I don't have a problem with removing the variant expiry behavior --
in fact, I think it might be better if NLM host garbage collection
was done only under memory pressure.

But see below.

On Feb 6, 2008, at 10:32 PM, Neil Brown wrote:
> Hi,
> I've been looking at NLM_HOST_MAX in fs/lockd/host.c, as we have a
> patch in SLES that makes it configurable, and the patch needs to
> either go upstream or out the window...
>
> But the code that uses NLM_HOST_MAX is weird! Look:
>
> #define NLM_HOST_EXPIRE ((nrhosts > NLM_HOST_MAX)? 300 * HZ : 120
> * HZ)
> #define NLM_HOST_COLLECT ((nrhosts > NLM_HOST_MAX)? 120 * HZ : 60
> * HZ)
>
> So if the number of hosts is more than the maximum (64), we *increase*
> the expiry time and the garbage collection interval.
> You would think they should be decreased when we have exceeded the
> max, so we can get rid of more old entries more quickly. But no, they
> are increased.
>
> And in the code where we add a host to the list of hosts:
>
> if (++nrhosts > NLM_HOST_MAX)
> next_gc = 0;
>
>
> So when we go over the limit, we garbage collect straight away, but
> almost certainly do nothing because we've just given every host an
> extra 3 minutes that it is allowed to live.
>
> We could change the '>' to '<' which would make the code make sense at
> least, but I don't think we want to.
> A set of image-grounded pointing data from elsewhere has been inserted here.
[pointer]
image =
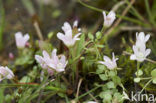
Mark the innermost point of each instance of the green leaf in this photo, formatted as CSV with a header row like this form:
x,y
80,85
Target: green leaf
x,y
107,96
154,81
100,46
103,77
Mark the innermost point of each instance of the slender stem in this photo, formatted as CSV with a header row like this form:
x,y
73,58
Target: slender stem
x,y
149,12
92,90
103,29
123,17
138,67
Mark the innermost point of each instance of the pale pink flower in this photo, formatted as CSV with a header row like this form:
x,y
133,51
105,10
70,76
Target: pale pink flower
x,y
68,38
109,19
21,40
91,102
5,73
43,60
110,64
139,49
58,64
52,63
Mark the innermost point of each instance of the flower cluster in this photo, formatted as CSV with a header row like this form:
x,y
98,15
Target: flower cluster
x,y
53,62
109,19
21,40
5,73
68,38
140,51
110,64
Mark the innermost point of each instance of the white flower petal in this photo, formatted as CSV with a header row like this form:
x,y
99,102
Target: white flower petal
x,y
148,51
147,37
61,36
133,57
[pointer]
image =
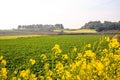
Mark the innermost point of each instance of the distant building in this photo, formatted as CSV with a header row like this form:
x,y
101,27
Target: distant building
x,y
41,27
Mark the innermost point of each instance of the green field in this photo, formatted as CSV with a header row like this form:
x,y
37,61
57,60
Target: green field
x,y
18,51
78,31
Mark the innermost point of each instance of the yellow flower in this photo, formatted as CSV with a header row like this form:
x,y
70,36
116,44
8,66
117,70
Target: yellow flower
x,y
15,72
49,78
89,53
25,73
88,45
32,61
114,44
99,66
1,57
74,49
4,73
107,39
43,56
3,62
65,57
33,77
41,77
56,49
46,66
14,78
67,75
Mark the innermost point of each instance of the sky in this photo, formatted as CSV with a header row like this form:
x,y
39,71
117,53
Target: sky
x,y
71,13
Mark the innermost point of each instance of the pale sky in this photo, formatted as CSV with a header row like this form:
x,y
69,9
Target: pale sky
x,y
71,13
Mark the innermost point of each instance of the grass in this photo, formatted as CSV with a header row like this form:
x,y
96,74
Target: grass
x,y
78,31
17,36
56,57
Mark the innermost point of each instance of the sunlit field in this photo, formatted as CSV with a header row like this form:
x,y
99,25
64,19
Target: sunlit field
x,y
62,57
78,31
17,36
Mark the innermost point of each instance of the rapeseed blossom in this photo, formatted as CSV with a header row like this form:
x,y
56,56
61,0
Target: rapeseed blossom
x,y
89,53
56,49
65,57
1,57
4,73
3,62
32,61
87,65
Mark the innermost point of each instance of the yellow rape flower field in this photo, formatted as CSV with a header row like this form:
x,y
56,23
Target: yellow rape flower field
x,y
103,64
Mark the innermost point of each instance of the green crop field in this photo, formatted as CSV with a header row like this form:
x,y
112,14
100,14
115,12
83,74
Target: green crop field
x,y
59,57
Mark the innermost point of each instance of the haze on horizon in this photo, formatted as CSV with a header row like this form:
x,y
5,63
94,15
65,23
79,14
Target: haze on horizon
x,y
71,13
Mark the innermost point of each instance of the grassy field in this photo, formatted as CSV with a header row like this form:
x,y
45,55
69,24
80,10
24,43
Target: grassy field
x,y
63,57
17,36
78,31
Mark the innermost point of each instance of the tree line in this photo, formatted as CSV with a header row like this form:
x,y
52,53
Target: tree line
x,y
41,27
98,26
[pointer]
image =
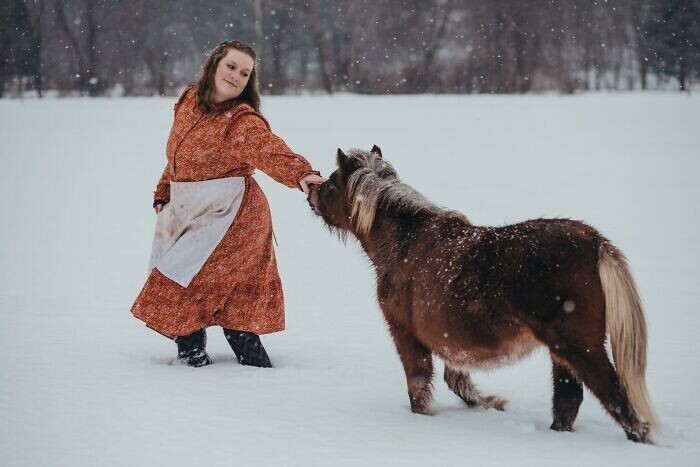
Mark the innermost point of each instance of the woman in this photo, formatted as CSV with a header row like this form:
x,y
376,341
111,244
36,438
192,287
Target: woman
x,y
212,260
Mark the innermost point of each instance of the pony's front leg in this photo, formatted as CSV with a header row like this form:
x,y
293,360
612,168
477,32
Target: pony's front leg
x,y
418,365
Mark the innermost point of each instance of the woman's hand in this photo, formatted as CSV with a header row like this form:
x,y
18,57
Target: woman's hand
x,y
158,205
309,181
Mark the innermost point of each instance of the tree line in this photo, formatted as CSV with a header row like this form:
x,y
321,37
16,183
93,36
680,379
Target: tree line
x,y
146,47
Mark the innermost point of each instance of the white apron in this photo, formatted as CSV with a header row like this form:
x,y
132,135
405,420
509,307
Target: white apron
x,y
192,224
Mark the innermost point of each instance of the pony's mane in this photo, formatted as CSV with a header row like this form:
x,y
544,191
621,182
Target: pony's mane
x,y
375,183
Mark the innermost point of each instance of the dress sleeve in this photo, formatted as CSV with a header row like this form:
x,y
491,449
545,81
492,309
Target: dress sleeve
x,y
251,141
162,192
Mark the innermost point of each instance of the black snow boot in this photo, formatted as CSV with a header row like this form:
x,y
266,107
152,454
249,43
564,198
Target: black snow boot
x,y
191,349
248,348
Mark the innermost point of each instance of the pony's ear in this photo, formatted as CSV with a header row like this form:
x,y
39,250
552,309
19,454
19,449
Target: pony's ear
x,y
341,159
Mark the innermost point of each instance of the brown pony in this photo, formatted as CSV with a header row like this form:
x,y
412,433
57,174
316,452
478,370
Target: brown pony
x,y
481,297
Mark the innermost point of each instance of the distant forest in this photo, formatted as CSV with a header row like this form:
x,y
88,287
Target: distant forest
x,y
141,47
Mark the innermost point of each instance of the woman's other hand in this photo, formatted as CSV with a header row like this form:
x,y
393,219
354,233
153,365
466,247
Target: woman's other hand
x,y
309,181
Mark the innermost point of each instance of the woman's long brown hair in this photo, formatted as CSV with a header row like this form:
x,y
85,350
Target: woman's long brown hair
x,y
205,83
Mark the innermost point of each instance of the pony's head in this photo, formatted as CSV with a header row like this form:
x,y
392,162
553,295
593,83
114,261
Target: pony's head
x,y
363,181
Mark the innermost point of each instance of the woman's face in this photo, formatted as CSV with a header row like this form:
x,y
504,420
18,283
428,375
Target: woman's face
x,y
232,75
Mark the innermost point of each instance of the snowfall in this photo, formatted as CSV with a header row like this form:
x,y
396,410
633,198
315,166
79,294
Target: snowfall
x,y
83,383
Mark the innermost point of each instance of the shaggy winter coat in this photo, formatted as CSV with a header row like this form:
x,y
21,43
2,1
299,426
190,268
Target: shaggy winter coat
x,y
238,287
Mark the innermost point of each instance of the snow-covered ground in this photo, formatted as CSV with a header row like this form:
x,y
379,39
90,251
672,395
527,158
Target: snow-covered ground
x,y
84,383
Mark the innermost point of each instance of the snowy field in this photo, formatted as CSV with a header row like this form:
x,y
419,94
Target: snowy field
x,y
83,383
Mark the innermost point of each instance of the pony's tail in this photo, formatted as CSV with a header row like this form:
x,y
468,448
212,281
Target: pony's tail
x,y
624,317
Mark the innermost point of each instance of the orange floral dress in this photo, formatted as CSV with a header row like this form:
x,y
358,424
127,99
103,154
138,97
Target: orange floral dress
x,y
238,287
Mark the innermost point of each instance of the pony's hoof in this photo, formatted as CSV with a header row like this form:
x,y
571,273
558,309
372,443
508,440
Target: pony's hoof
x,y
421,407
561,426
495,402
641,434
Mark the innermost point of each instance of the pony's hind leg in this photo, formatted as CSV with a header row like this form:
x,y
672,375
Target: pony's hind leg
x,y
568,395
418,365
598,374
460,382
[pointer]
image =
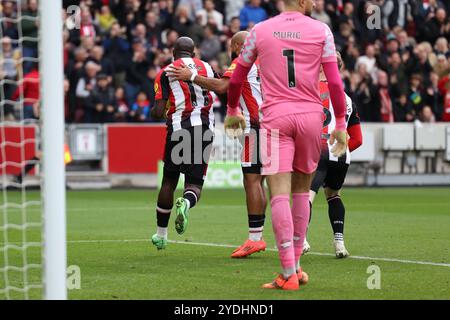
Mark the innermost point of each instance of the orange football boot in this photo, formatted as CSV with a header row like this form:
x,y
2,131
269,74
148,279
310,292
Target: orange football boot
x,y
248,248
303,277
283,284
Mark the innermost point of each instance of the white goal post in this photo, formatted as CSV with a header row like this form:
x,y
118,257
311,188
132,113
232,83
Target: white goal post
x,y
53,179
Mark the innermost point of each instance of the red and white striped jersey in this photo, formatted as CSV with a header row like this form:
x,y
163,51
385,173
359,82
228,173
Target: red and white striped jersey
x,y
352,119
189,104
251,98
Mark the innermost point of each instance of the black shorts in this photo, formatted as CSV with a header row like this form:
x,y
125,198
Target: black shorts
x,y
187,152
251,157
329,174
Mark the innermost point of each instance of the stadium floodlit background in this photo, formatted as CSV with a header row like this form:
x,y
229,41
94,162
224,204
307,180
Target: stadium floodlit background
x,y
398,74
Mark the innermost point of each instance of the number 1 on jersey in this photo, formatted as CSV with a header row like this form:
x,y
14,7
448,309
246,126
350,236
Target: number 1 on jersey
x,y
290,57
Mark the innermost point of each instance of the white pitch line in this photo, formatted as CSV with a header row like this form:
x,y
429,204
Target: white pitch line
x,y
219,245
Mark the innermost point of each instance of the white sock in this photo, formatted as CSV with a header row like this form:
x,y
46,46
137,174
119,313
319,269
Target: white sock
x,y
162,233
255,234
A server could easily have more
> than 64 clients doing lock requests, and we don't want to make life
> harder for clients just because there are more of them.
>
> I think we should just get rid of NLM_HOST_MAX altogether. Old hosts
> will still go away in a few minutes and pushing them out quickly
> shouldn't be needed.
>
> So: any comments on the above or on the patch below. I've chosen to
> go with "discard hosts older than 5 minutes every 2 minutes" rather
> than "discard hosts older than 2 minutes every minute" even though the
> latter is what would have been in effect most of the time, as it seems
> more like what was intended.
>
> Thanks,
> NeilBrown
>
>
> Signed-off-by: Neil Brown <[email protected]>
>
> ### Diffstat output
> ./fs/lockd/host.c | 8 ++------
> 1 file changed, 2 insertions(+), 6 deletions(-)
>
> diff .prev/fs/lockd/host.c ./fs/lockd/host.c
> --- .prev/fs/lockd/host.c 2008-02-07 14:20:54.000000000 +1100
> +++ ./fs/lockd/host.c 2008-02-07 14:23:38.000000000 +1100
> @@ -19,12 +19,11 @@
>
>
> #define NLMDBG_FACILITY NLMDBG_HOSTCACHE
> -#define NLM_HOST_MAX 64
> #define NLM_HOST_NRHASH 32
> #define NLM_ADDRHASH(addr) (ntohl(addr) & (NLM_HOST_NRHASH-1))
> #define NLM_HOST_REBIND (60 * HZ)
> -#define NLM_HOST_EXPIRE ((nrhosts > NLM_HOST_MAX)? 300 * HZ : 120
> * HZ)
> -#define NLM_HOST_COLLECT ((nrhosts > NLM_HOST_MAX)? 120 * HZ : 60
> * HZ)
> +#define NLM_HOST_EXPIRE (300 * HZ)
> +#define NLM_HOST_COLLECT (120 * HZ)
>
> static struct hlist_head nlm_hosts[NLM_HOST_NRHASH];
> static unsigned long next_gc;
> @@ -142,9 +141,6 @@ nlm_lookup_host(int server, const struct
> INIT_LIST_HEAD(&host->h_granted);
> INIT_LIST_HEAD(&host->h_reclaim);
>
> - if (++nrhosts > NLM_HOST_MAX)
> - next_gc = 0;
> -

AFAICT this is the only place where nrhosts is bumped. So you should
either get rid of nrhosts all together, or leave in a ++nrhosts;
somewhere.

> out:
> mutex_unlock(&nlm_host_mutex);
> return host;

--
Chuck Lever
chuck[dot]lever[at]oracle[dot]com